消息人士によると、中国は自主開発した浸潤式深紫外線(DUV)露光装置の量産を開始した。この先端チップ製造のキーデバイスは、中国が外国技術への依存を減らすという目標に向けた重要な進展を示している。
ロイター通信が報じたところによると、事情に詳しい匿名の関係者らは、この生産計画が知られざる中国の国営企業である上海愛晟納電子科技グループによって主導されていると明かした。同社は、中国のトップレベルの露光技術ベンチャー企業の研究開発チームを統合した後、正式に量産を開始した。
NXE3400B内部のEUV光源、液滴発生器、収集鏡の拡大画像。底部の収集鏡が光線を焦点に合わせる様子をスローモーションで示している。(ASML公式サイトより)
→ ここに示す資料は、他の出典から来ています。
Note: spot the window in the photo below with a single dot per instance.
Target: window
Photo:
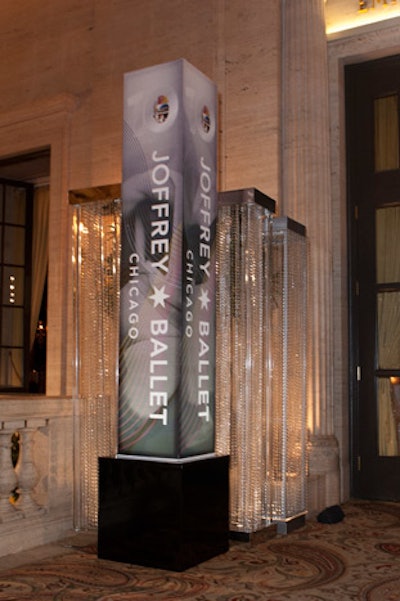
(24, 197)
(15, 271)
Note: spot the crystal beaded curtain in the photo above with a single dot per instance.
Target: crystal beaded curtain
(288, 370)
(242, 328)
(96, 256)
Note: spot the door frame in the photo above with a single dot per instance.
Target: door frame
(367, 43)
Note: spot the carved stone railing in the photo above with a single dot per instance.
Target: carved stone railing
(36, 471)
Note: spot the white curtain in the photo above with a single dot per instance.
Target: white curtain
(39, 252)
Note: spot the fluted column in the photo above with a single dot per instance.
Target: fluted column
(306, 198)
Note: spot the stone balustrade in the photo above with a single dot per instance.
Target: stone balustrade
(36, 471)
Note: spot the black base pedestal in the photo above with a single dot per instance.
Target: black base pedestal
(163, 515)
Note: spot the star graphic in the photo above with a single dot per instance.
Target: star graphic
(204, 299)
(159, 296)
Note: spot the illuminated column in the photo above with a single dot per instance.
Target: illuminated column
(307, 198)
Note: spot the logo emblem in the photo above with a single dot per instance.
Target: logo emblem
(161, 109)
(206, 119)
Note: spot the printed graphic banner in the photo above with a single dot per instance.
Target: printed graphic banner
(167, 319)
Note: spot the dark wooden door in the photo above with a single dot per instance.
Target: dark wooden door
(373, 174)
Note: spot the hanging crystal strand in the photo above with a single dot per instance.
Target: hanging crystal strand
(288, 352)
(223, 332)
(244, 353)
(96, 311)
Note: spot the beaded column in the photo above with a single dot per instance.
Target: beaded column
(307, 199)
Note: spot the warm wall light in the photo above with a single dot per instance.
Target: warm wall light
(366, 4)
(342, 15)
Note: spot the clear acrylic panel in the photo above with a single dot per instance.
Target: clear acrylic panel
(11, 367)
(96, 261)
(388, 245)
(14, 245)
(388, 392)
(15, 212)
(288, 370)
(386, 137)
(388, 335)
(12, 333)
(242, 379)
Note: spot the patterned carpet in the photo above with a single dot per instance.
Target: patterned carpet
(356, 559)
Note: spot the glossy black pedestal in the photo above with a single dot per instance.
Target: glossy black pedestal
(164, 515)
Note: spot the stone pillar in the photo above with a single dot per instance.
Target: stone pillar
(306, 197)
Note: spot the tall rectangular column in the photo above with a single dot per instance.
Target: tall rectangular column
(167, 323)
この進展は、中国が全国的な半導体自給自足計画を推進する上で大きな突破口となった。半導体の自主化は、習近平国家主席の最重要政策目標の一つだが、短期的にはオランダの露光装置大手ASMLに対し、即座の商業的脅威とはならないとされる。
DUV露光装置は長年にわたりASMLが世界市場を支配しており、チップ製造に不可欠なコア設備である。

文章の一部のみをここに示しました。